I began a series of essays on leadership a few years ago with an intention of writing the essays as the thoughts occurred to me and then selecting the best of them to publish as essays on leadership.    Along the way a detour occurred.   A publisher was attracted by a panel I put together for the International Studies Association asked me to put together a book on 21st century challenges in international politics, based on ideas raised at that panel in Toronto in 2014.
  
It wound up being a major project with diverse authors, some American, some from other countries, and a major effort.  Adding more authors and topics, plus a total re-write of the original essays, ensued.  Even with an incomparable co-editor, my friend Vidya Nadkarni, with whom I had put together another book a few years ago,  the amount of work was incredible.   It took over my life.
The deadline was this month.    I had to drop out of two activities (seminars) to work on this since they were morning activities and morning is my best time for writing and editing.   Some complications with my eye surgery (done last year) reinforced the fact that I could edit only in the earlier part of the day..

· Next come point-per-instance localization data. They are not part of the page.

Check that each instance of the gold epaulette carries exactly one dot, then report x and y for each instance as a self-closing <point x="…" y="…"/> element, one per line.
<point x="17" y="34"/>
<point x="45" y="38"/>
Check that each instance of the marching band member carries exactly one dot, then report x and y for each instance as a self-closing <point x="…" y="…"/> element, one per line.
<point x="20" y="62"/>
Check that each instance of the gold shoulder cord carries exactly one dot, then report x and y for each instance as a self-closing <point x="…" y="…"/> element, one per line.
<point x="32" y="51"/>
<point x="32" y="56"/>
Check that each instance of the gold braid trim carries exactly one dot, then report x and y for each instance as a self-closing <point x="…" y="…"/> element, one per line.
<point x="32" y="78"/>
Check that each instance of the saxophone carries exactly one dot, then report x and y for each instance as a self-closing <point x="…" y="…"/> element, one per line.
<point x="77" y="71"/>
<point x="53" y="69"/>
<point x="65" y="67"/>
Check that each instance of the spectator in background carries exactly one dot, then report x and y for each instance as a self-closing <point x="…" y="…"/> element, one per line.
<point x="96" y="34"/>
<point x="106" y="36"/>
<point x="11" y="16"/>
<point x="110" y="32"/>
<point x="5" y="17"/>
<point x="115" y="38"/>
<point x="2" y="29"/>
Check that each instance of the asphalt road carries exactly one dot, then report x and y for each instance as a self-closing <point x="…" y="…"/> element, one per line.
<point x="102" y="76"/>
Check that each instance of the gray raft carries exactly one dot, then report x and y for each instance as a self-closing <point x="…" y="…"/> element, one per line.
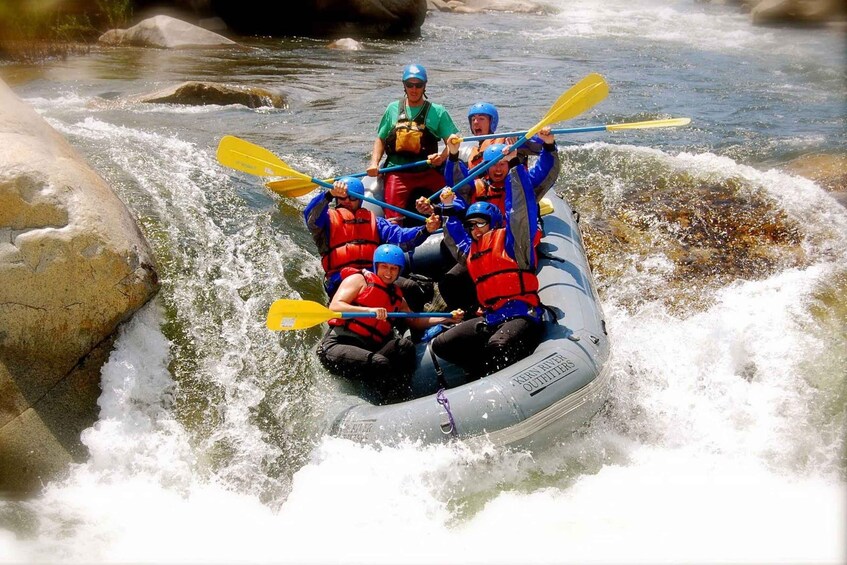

At last the project is completed, and I am ready to send off the manuscript.    The project is not finished, of course, since we have proofing later and the creation of the index, assuming that nothing else goes wrong.    But, there will be a respite and hopefully I can go back to my leadership essays.

Essays on leadership require insight and inspiration.  That does not happen when one is thorough engaged in other projects.  

All of this is a metaphor for the detours that confront us in life.  Whether a good detour (like mine) or a bad detour (some catastrophe in our lives or family), we are often sidetracked from our goals.  We have to work around those detours.  
Putting a project on the backburner is a process we have to accept.   Retrieving it when circumstances permit is a normal part of our development as leaders and actors in daily life.